While U.S. Customs and Border Protection’s (CBP) actions to implement prior OIG outage-related recommendations could not have prevented the onset of the nation-wide outage on August 16, 2019, the steps taken did help minimize the length and severity of disruptions to passenger screening. By addressing OIG recommendations, CBP established a more effective control structure for monitoring passenger screening systems, thus enabling prompt action to identify and resolve the outage. However, CBP’s configuration management policies and procedures were not sufficient to prevent the 2019 outage. Specifically, CBP’s critical passenger applications were operating on an Oracle database device that was not properly configured, and, did not have up-to-date patches.

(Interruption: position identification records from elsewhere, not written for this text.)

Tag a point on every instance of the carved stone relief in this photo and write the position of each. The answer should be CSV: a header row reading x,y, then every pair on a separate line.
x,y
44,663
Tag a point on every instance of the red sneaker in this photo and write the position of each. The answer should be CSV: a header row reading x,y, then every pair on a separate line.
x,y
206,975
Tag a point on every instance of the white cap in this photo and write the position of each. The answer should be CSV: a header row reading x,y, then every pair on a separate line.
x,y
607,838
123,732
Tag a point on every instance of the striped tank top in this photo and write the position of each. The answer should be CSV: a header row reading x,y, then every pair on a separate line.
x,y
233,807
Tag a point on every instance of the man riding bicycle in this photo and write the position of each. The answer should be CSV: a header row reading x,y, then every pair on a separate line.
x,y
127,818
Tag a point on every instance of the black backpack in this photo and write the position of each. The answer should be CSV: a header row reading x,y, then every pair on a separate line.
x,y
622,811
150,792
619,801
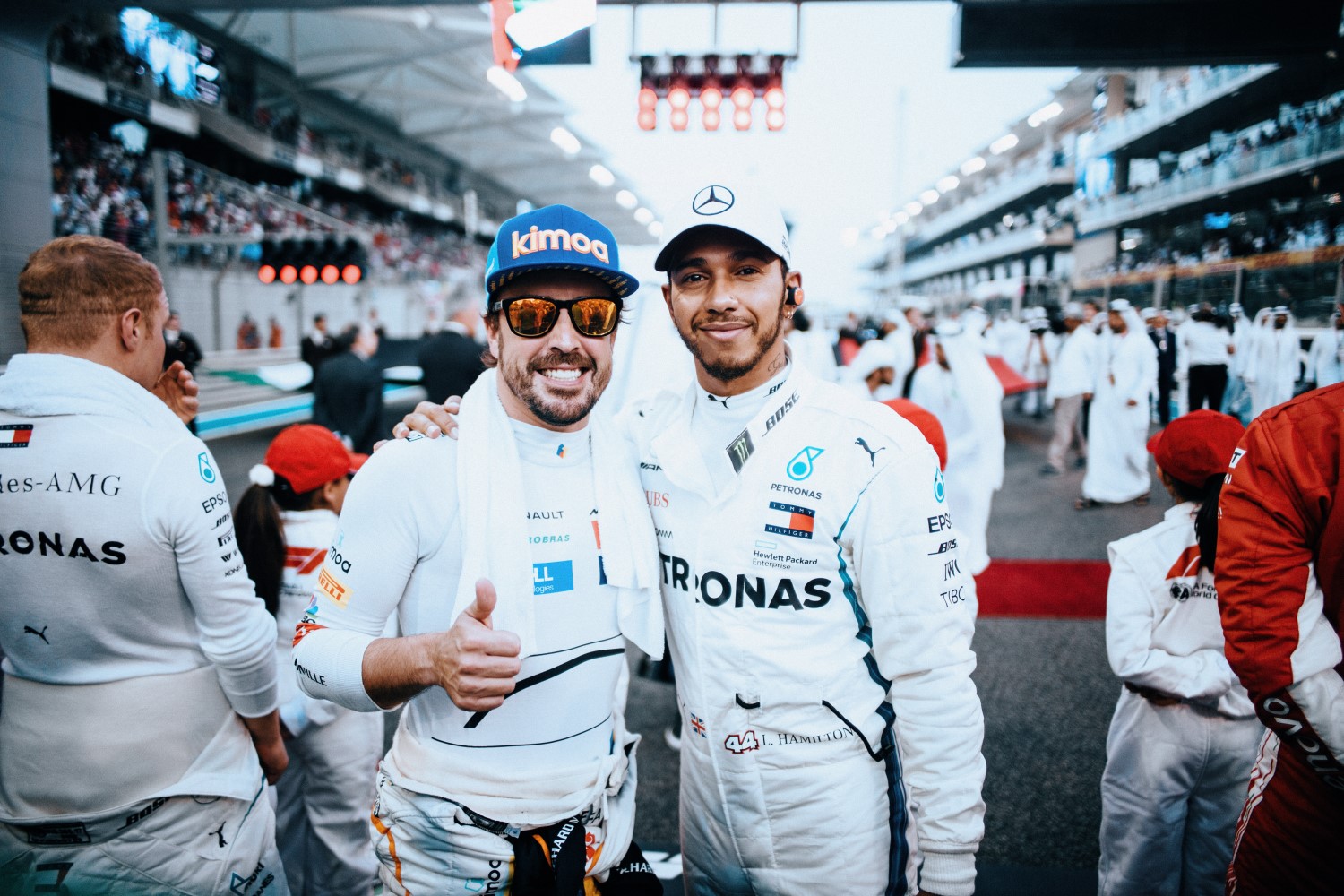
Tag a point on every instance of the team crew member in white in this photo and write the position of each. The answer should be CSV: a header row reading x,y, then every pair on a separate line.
x,y
819,613
1117,430
1325,365
1073,379
1185,734
284,521
515,562
1271,362
964,394
140,667
817,607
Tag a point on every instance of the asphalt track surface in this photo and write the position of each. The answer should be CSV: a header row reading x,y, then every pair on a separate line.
x,y
1045,684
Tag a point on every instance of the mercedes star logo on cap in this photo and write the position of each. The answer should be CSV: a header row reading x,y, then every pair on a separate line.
x,y
712,201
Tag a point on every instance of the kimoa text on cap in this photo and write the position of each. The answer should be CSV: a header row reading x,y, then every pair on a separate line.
x,y
539,239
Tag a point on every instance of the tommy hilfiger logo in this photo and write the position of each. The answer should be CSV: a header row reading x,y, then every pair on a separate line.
x,y
538,239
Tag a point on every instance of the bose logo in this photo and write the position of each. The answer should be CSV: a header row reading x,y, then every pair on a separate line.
x,y
539,239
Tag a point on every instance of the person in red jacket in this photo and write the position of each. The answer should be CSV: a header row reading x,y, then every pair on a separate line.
x,y
1279,583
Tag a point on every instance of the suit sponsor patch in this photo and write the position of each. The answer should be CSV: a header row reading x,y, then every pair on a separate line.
x,y
792,520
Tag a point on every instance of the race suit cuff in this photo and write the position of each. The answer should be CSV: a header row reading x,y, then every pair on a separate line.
x,y
330,665
948,874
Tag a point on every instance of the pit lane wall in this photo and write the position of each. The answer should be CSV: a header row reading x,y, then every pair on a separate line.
x,y
212,304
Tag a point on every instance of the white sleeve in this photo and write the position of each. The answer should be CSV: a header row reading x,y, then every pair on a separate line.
x,y
1131,619
921,607
188,509
397,495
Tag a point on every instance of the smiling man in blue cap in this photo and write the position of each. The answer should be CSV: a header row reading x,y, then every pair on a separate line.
x,y
518,562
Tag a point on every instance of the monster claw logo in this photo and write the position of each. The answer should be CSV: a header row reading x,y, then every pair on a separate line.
x,y
800,466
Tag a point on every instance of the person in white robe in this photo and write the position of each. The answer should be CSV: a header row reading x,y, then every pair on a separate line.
x,y
1236,400
1271,362
1117,430
871,374
1325,363
812,347
964,394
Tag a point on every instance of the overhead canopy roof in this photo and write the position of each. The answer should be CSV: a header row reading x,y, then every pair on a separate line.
x,y
424,69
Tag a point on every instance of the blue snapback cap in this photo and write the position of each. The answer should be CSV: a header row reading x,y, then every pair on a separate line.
x,y
556,238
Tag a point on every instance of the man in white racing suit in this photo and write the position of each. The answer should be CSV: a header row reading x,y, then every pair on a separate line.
x,y
817,611
516,560
140,665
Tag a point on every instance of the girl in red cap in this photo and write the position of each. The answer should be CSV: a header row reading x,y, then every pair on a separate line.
x,y
1185,734
285,521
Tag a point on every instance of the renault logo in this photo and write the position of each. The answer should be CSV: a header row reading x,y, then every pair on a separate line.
x,y
712,201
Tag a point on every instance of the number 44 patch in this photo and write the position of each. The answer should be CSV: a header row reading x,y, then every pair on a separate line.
x,y
746,742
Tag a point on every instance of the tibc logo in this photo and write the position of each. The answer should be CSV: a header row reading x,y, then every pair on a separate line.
x,y
538,239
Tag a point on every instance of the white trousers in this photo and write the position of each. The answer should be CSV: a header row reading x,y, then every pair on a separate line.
x,y
169,847
1171,794
430,845
324,798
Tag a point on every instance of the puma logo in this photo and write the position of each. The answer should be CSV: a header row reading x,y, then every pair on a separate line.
x,y
873,455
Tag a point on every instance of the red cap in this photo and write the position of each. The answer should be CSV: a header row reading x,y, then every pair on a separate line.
x,y
926,424
1196,446
309,455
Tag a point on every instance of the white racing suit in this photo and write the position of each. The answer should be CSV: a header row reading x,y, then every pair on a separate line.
x,y
1176,774
820,624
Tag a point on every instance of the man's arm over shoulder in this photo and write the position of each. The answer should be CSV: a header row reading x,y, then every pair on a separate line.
x,y
921,606
1279,641
188,508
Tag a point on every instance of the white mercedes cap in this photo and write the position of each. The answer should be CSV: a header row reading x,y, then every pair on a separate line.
x,y
737,206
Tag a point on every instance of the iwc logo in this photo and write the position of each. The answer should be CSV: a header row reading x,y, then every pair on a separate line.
x,y
712,201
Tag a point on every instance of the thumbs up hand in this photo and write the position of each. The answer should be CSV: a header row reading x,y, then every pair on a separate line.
x,y
475,664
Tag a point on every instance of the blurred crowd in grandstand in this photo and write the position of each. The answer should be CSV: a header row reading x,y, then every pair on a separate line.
x,y
102,188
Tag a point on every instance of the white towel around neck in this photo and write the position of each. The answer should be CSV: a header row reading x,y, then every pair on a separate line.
x,y
495,546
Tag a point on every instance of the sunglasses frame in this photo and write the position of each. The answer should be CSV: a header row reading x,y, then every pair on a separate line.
x,y
561,306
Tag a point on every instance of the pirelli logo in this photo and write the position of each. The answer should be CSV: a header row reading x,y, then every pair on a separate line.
x,y
333,589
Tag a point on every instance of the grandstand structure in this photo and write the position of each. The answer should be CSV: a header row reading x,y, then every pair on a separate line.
x,y
1169,187
375,124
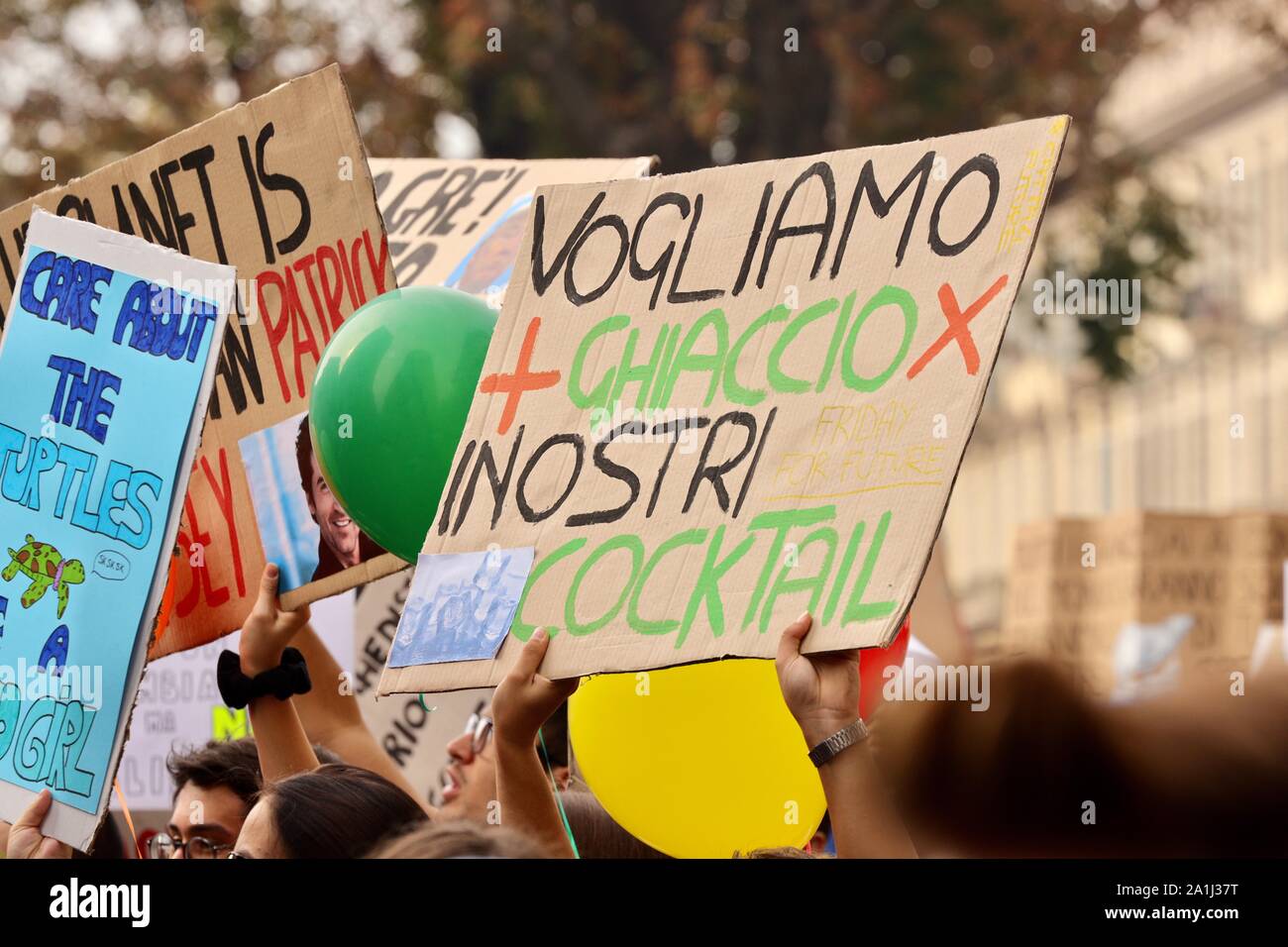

The outage resulted in longer wait times and delays up to 2.5 hours for arriving passengers, as well as the need for CBP to revert to less effective backup systems to support passenger screening procedures. CBP personnel faced additional challenges during the outage, as they were unable to quickly access “offline” systems and were not fully prepared for backup procedures. This was due to inadequate training and ineffective communication from CBP Headquarters during the outage. CBP should address these deficiencies, which may increase the risk of entry of unauthorized aliens who could threaten our Nation’s security. We made five recommendations to improve training, procedures, processes, and employee awareness. CBP concurred with all five of our recommendations.